Gemma
Weet je, een boek schrijven is niet zo eenvoudig als het lijkt. Eerst liet mijn uitgeefster me grote stukken ervan herschrijven. En toen ik dat tot haar tevredenheid had gedaan – en het duurde een eeuwigheid: de hele maand augustus en het grootste deel van september – las een of andere corrector het door en kwam terug met acht miljoen vragen: Was Marmoset een echt restaurant? Had ik toestemming om te citeren uit ‘Papa Was a Rolling Stone’?
Daarna moest ik het corrigeren, elk woord aandachtig bestuderen om zeker te weten dat het correct gespeld was.
Na dat voorschot dat ze me hadden gegeven kon ik moeilijk klagen. Ik viel bijna flauw toen Jojo het me vertelde. En het was belastingvrij. (In Ierland wordt inkomen uit ‘artistiek werk’ niet belast.)
Mijn fantasie ging soms met me aan de haal bij de gedachte aan al dat geld: ik zou mijn baan opgeven en een wereldreis maken van een jaar. Ik zou mijn gammele auto inruilen voor een nieuwe. Ik zou naar Milaan gaan en Prada opkopen.
Tot ik weer met beide benen op de grond stond en besefte dat dit buitenkansje het gevolg was van het ongeluk van mijn moeder. Begin van het jaar zou ze moeten verhuizen; het voorschot kon het verschil maken tussen een hellegat en een krot.
Ook was ik Susan veel dank verschuldigd en toen ik haar vroeg wat ze graag wilde hebben, bekende ze dat ze een beetje over de schreef was gegaan met het kopen van meubels en spulletjes voor haar flat in Seattle en dolblij zou zijn als een van haar klantenkaarten zou worden betaald. ‘Kies maar een kaart,’ had ze gezegd. ‘Welke je maar wilt.’
Dus koos ik die van Jennifer Convertibles en beloofde de schuld van tweeduizend pond te vereffenen.
Beloofd maar nog niet gedaan, want eind november had ik nog geen cent van het voorschot gezien.
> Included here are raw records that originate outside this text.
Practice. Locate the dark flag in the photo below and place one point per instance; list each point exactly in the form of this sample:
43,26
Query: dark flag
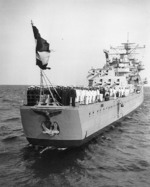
42,50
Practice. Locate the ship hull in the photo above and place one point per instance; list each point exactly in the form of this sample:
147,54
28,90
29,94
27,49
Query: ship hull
77,125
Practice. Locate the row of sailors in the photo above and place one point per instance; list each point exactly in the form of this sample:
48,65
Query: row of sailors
83,96
102,94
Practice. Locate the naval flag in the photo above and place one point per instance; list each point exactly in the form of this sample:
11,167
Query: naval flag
42,49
Het was verdeeld in een derde bij ondertekening – maar ze hadden voortdurend zitten sleutelen aan het contract en ik had het pas een maand geleden getekend – een derde bij overhandiging en dan een derde bij publicatie. Ik dacht dat ik het eind juni had ‘overhandigd’, toen ze het boek hadden gekocht, maar zij zagen het anders. Ik had het pas ‘overhandigd’ als ze in het bezit waren van een manuscript waarover ze tevreden waren, en dat was pas twee weken geleden.
We waren het eindelijk eens geworden over een titel. Iemand bij Dalkin Emery had Chasing Rainbows voorgesteld, en iedereen was daar blij mee. Behalve ik. Ik vond het een beetje te romantisch.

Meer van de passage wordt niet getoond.